Views From My Window
By: John A. Baden, Ph.D.Posted on April 10, 2002 FREE Insights Topics:
I have the great good fortune of living and working on a ranch near Bozeman. I write this while looking out a south window at 30 horses. They've come down from our hills to drink at a spring. Although much of the ground is bare, one of the streams which cuts through our place is still frozen over.
I timed my ankle reconstruction and recovery with the end of skiing and the beginning of irrigation. We may have America's highest number of excellent orthopedic surgeons per capita. Despite their competence, I'm temporarily crippled. I've traded pickups, four-wheelers, and tractors for crutches and a walker. If lucky, in a few weeks I'll add a handicapped sticker for occasional trips to town.
The horses are 50 to 200 yards away. Looking toward them, on our deck is a greater-than-life-size metal sculpture of a Rambouillet ram, art I commissioned to honor Ramona's contributions to our earlier life. Then, at the edge of our yard, is the creek. Just past it is our timber-frame pavilion, a tribute to my grandfather's craft and to memories of my logging days.
South of the horses is our Kleinschmidt Canal built in 1882-3. Behind that, a bench, hilltops, and timber. Aside from my confinement, this all seems quite idyllic. It's not. Here's why.
From my bed I can't see the ridge-top houses built on 10-acre lots broken off the old Skipper place when the urban developer who bought it went bust showing the neighbors how to ranch. More houses are destined for the former Reiser Ranch southeast of our place. Fortunately, they are designed and located to be ecologically and aesthetically unobtrusive.
The residential developments intruding on neighboring ag lands are a sign of economic evolution. Here's an overview of the forces converting ranches to ranchettes. They have a relentless, gravitational pull that can't be altered or ignored, only accommodated. I've found two recent books, "Ranching West of the 100th Meridian: Culture, Ecology, and Economics" and "Fast Food Nation" especially helpful in understanding this process.
Farmers and ranchers are the keystone species for preserving open space and wildlife habitat. Organizations like the Gallatin Valley Land Trust, Nature Conservancy, and Sonoran Institute help them do that.
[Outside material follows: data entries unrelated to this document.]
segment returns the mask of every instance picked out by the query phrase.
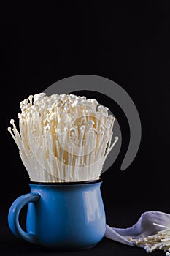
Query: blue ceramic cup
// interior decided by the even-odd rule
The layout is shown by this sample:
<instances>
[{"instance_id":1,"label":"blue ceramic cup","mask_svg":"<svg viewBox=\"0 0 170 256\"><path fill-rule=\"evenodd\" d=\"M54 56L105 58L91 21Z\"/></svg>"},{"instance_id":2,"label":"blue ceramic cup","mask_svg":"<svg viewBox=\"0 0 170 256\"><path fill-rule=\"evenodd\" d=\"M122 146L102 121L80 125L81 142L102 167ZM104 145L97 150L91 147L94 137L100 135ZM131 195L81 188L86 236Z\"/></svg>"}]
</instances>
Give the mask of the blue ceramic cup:
<instances>
[{"instance_id":1,"label":"blue ceramic cup","mask_svg":"<svg viewBox=\"0 0 170 256\"><path fill-rule=\"evenodd\" d=\"M91 248L104 236L106 217L100 181L72 183L30 182L31 192L10 207L8 223L18 238L57 250ZM28 205L26 232L19 224Z\"/></svg>"}]
</instances>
But agriculture has essentially become an industrial activity governed by business norms, not neighborliness or kinship with the land. For example, today potato companies are run by "MBAs from Harvard who don't know if a potato grows on a tree or underground" ("Fast Food Nation," p. 119).
Family farmers and ranchers have difficulty competing with the economies of scale and business sophistication of industrialized agricultural companies. As a result, huge firms like Conagra, Simplot, and Tyson control ever more of the market and use the political system to rig the game in their favor.
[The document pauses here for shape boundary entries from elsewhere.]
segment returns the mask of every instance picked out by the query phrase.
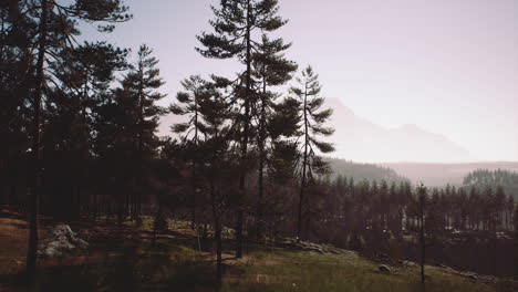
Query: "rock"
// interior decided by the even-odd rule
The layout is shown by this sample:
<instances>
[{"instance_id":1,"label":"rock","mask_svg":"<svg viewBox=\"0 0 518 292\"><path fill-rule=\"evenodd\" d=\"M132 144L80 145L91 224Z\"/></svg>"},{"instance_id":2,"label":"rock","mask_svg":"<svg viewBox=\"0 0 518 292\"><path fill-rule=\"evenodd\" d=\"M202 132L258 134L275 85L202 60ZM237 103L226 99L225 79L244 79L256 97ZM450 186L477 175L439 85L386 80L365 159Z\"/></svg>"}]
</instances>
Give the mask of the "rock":
<instances>
[{"instance_id":1,"label":"rock","mask_svg":"<svg viewBox=\"0 0 518 292\"><path fill-rule=\"evenodd\" d=\"M68 225L58 225L50 229L38 244L38 255L43 258L60 258L81 253L89 243L77 238Z\"/></svg>"},{"instance_id":2,"label":"rock","mask_svg":"<svg viewBox=\"0 0 518 292\"><path fill-rule=\"evenodd\" d=\"M377 267L377 270L379 270L380 272L383 272L383 273L392 273L391 268L388 268L388 265L386 265L386 264L381 264L381 265L379 265L379 267Z\"/></svg>"}]
</instances>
Price and quality information is instantaneously available throughout the commodity world. Those who prosper use it ruthlessly when making decisions. But since small-scale operations don't have the manpower for both farming and information processing, this industrialization of agriculture condemns the traditional farmer and rancher to a financially meager life.
Together, Ramona and I represent nine generations in traditional American agriculture. Although our children have broken this family curse, they too appreciate parts of the culture and ecology of ag. To help them understand their heritage, I'm sending them "Ranching West of the 100th Meridian." Fortunately, thanks to FedEx, we can also send them natural, grass-fed lamb and beef. While the lamb is from our stock, the beef we trade for with neighboring ranchers, Craig and Gretchen White.
Craig and Gretchen, both graduates of MSU, exemplify traditional rural values. They could be poster people for Ben Alexander and Luther Propst of the Sonoran Institute, for the Whites live what Ben and Luther celebrate when they write: "They are the ones who are open to working with their neighbors and adapting to the changing economics and land-use patterns that are shaping the West." Small operations will survive by innovating and finding niche markets-like organic meats.
Now back to my window. Before I recover, ewes and lambs will replace the horses in our lower meadow. And fortunately, wolves have made a remarkable recovery. Some have been sighted near our place. The computer table by my bed has room for a spotting scope. Within easy reach is a target-grade .308. As I wrote many years ago when advocating the wolf's return, they will need to be controlled. I'm ready to honor the stockman's responsibility.